La renommée de Salim Merchant, il faut dire, est tributaire de Bollywood, cette très puissante industrie du cinéma qui domine la culture populaire en Asie méridionale. Puisque le cinéma indien produit surtout des comédies musicales, une armée de musiciens est mise à contribution. Salim Merchant et son frère Sulaiman en sont parmi les plus hauts gradés en plus de briller dans la constellation des pop stars de l'Inde. Juge à la très populaire émission Indian Idol (même concept qu'en Amérique), Salim est une vraie vedette dans ce marché hallucinant.

L'ascension professionnelle des Merchant remonte aux années 90, Salim raconte:

«Mon frère et moi avions entrepris d'enregistrer des musiques folkloriques de différentes parties du pays. Nous avions mixé ces enregistrements aux studios de Peter Gabriel, en Angleterre. C'était trop tôt, j'imagine, car Real World n'avait pas voulu sortir ces chansons. Il faut dire que le label se remettait à peine d'un échec commercial avec la musique indienne - un album du mandoniliste virtuose U. Srinivas.

«Nos chansons ont fini par sortir chez Virgin trois ans plus tard, trois années d'attente où j'ai dû composer des jingles publicitaires. Puis j'ai commencé à créer les musiques instrumentales de films qui ont bien marché, après quoi on m'a en laissé faire les chansons. Des chanteurs indiens m'ont alors approché afin que je réalise leurs tubes, j'ai lancé mes propres chansons avec mon frère et notre carrière a fini par décoller. Nous avons obtenu du succès.»

Au-delà de la pop culture

On aura saisi que le tandem Salim-Sulaiman est archi-connu à travers l'Inde et sa diaspora, le groupe des frangins se produit partout sur terre où il y a des Indiens. Une tournée canadienne est d'ailleurs prévue l'automne prochain.

«En concert, indique Salim, mon frère joue de la percussion électronique en direct (zen drum), alors que  j'assure aux claviers et je chante. Notre formation compte huit musiciens en tout: autres claviers, batterie, basse, choristes, etc. De plus, nous collaborons régulièrement avec des orchestres de chambre ou symphonique; par exemple, nous avons travaillé avec le Houston Symphony Orchestra.»
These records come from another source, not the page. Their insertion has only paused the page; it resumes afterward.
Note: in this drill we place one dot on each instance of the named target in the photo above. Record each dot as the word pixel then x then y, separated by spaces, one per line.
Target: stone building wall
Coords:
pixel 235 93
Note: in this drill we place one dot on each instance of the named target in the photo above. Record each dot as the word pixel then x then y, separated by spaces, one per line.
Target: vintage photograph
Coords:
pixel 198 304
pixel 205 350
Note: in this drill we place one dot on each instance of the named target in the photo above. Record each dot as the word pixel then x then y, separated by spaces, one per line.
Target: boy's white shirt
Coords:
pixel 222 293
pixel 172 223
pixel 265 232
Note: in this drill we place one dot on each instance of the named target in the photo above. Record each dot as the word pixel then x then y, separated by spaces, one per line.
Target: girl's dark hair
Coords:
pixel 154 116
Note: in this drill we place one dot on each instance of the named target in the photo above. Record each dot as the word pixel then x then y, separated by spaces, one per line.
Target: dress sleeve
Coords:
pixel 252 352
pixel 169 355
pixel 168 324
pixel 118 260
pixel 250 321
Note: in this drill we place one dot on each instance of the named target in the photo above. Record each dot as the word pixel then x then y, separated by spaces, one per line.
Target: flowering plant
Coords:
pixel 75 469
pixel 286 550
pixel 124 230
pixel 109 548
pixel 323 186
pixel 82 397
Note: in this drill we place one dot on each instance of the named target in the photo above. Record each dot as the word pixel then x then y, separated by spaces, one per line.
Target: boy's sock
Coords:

Malgré cette place de choix qu'ils occupent dans l'industrie du divertissement indien, les frangins Merchant rêvent d'une industrie de la musique plus autonome, moins dépendante du cinéma.

«En Inde, soulève notre interviewé, il n'y a pas d'industrie de la musique, cette dernière est dépendante de l'industrie du film. Inchangeable? Non. Au cours des dernières années, des films indiens se sont dégagés du modèle de la comédie musicale. Nos chansons doivent généralement être liées à Bollywood, il faut l'admettre, mais il y a quand même de l'espoir pour la vraie création.

«Car cette industrie s'ouvre progressivement à une plus grande diversité de propositions; jazz, funk, métal, electronica et autres styles se fondent dans la pop indienne. Bollywood recherche plus d'artistes originaux que par le passé. Plus qu'il n'y paraît: ce que vous voyez à la télé et écoutez à la radio, ce sont les productions qui peuvent compter sur les plus importants budgets. Les films plus créatifs, eux, sont diffusés plus discrètement. Quant à la musique vraiment cool, vous ne l'entendrez jamais à la radio.»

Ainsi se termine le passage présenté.